Le Delta du Niger est deveneu la capitale mondiale de la pollution pétrolière. L’espérance de vie dans ses communautés rurales, dont la moitié n’a pas accès à l’eau potable, est tombée à 40 ans à peine depuis deux générations. La population locale maudit le pétrole qui pollue ses terres et trouve incroyable les efforts déployés par BP et les autorités américaines pour colmater la brèche dans le golfe du Mexique et protéger le littoral de la Louisiane contre la pollution. “Si la même mésaventure était survenue au Nigeria, ni le gouvernement ni le pétrolier ne s’en seraient beaucoup préoccupés..." Si l’on en croit deux grandes enquêtes indépendantes réalisées ces 4 dernières années, il se déverse autant de pétrole par an dans la mer, dans les marais et sur terre que ce qui a fui jusqu’à présent dans le golfe du Mexique… Selon un rapport publié en 2006 par le World Wide Fund for Nature (WWF) Royaume-Uni, l’Union internationale pour la conservation de la nature (IUCN) et la Nigerian Conservation Foundation (NCF), jusqu’à 1,5 million de tonnes de brut – soit cinquante fois la marée noire provoquée par le pétrolier Exxon Valdez en Alaska – se sont déversées dans le delta durant le demi-siècle écoulé.
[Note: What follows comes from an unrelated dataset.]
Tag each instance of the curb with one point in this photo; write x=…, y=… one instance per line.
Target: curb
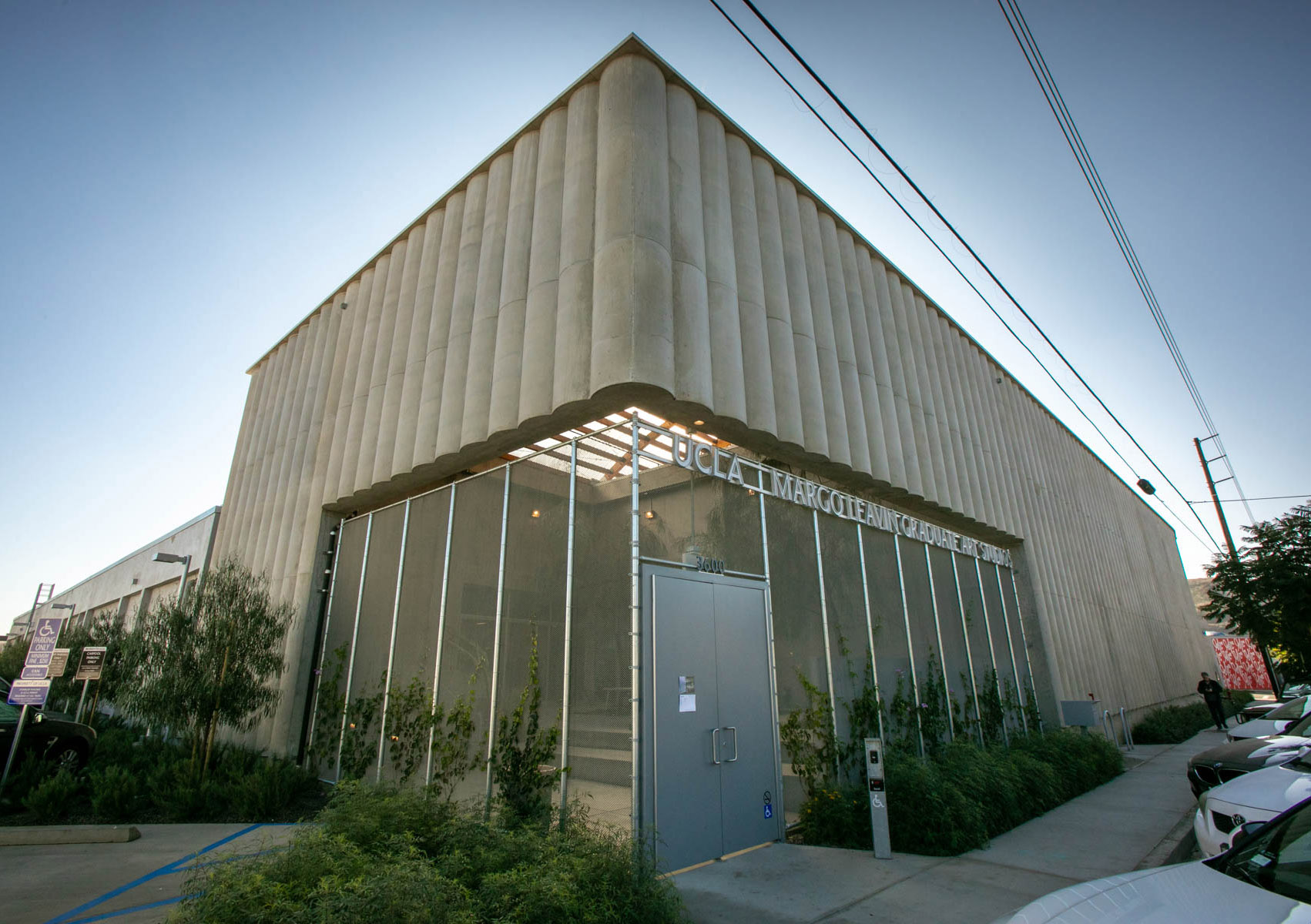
x=69, y=834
En 2009, Amnesty International a calculé que ces fuites ont représenté l’équivalent d’au moins 9 millions de barils. L’organisation accuse les géants de l’industrie de violer les droits de l’homme. Source The Guardian |

Parmi les centaines d’oléoducs vieux de quarante ans et rongés par la rouille qui ont envahi le delta du Niger, il y en a un qui a déversé du brut pendant des mois . Forêts et terres agricoles ont alors été recouvertes d’une couche brillante de liquide huileux. Les puits d’eau potable ont été pollués.